I suoi testi sono stati messi in scena e interpretati, in diversi teatri italiani e stranieri, da personalità del teatro come Giorgio Barberio Corsetti, Elio De Capitani, Carlo Cecchi, Toni Servillo, Maria Paiato, Moni Ovadia, Vinicio Marchioni, Alessio Pizzech e molti altri.
I titoli più importanti sono Portopalo. Nomi su tombe senza corpi, Night Commuters, Three Miles Island, Al Kamandjati, basato sulla storia del musicista palestinese Ramzi Aburedwan, Le ossa di Cartesio, In alloro mutò il suo pianto. Numerosi in particolare, i testi e gli spettacoli dedicati alla musica della Shoah. Tra gli altri La corda spezzata, un radiodramma sui musicisti di Terezin prodotto da Radio 3 e presentato al Prix Italia, l’adattamento di Badenheim 1939 di Aaron Appelfeld e de I Cannibali di George Tabori, Le imperdonabili, basato sui Diari di Etty Hillesum, Un violoncello nell’inferno di Terezin, Dove almeno troverò un po’ di pace, dedicato alla vicenda di Orlando Orlandi Posti, uno dei martiri delle Fosse Ardeatine, Il diario di Dora Klein, Storia di Jean e Jean, sulla vicenda di Jean Le Boulaire/Jean Lanier, e inoltre il libretto dell’opera Il viaggio di Roberto. Un treno verso Auschwitz, su musiche di Paolo Marzocchi.
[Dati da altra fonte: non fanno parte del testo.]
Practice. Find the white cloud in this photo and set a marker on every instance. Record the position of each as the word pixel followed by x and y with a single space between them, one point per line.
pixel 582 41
Le opere più recenti sono In alloro mutò il suo pianto con musiche di Luigi Sammarchi, presentato a Bologna Festival 2021, The Running Game con Paolo Aralla e Michele Marco Rossi messo in scena al Festival Est Ovest di Torino, Storia di un Gesù con Massimo Mercelli e l’Orchestra Calamani al Teatro Mancinelli di Orvieto, Vorrei essere scrittore di musica, un recital per voce narrante e violoncello ideato insieme Mario Brunello e dedicato al rapporto tra Pasolini e Bach, e infine due lavori con le musiche originali di Paolo Marzocchi: Ho bisogno di un eroe, dedicato alla relazione amorosa tra George Byron e Teresa Guiccioli, e Stabant Matres, rappresentato nella Chiesa di S. Vitale, a Ravenna, per Ravenna Festival 2023.
Dopo avere fondato la Human Right Orchestra, la rassegna Contemporanea all’Auditorium di Roma, l’Associazione She Lives e il Comitato Terezin 17/10 attualmente è direttore artistico della Società dei Concerti Guido Michelli di Ancona e del Festival del Quartetto al Teatro dei Documenti di Roma, nonché membro del comitato artistico (insieme a Bernard Haitink, Diego Matheusz e Francesco Senese) del Festival sull’Acqua di Colico e della direzione artistica dell’Archivio Nazionale del Diario di Pieve S. Stefano. Tuttora scrive saggi e tiene conferenze per le maggiori istituzioni musicali italiane. Nel 2009 ha ricevuto il Premio Feronia per la critica musicale.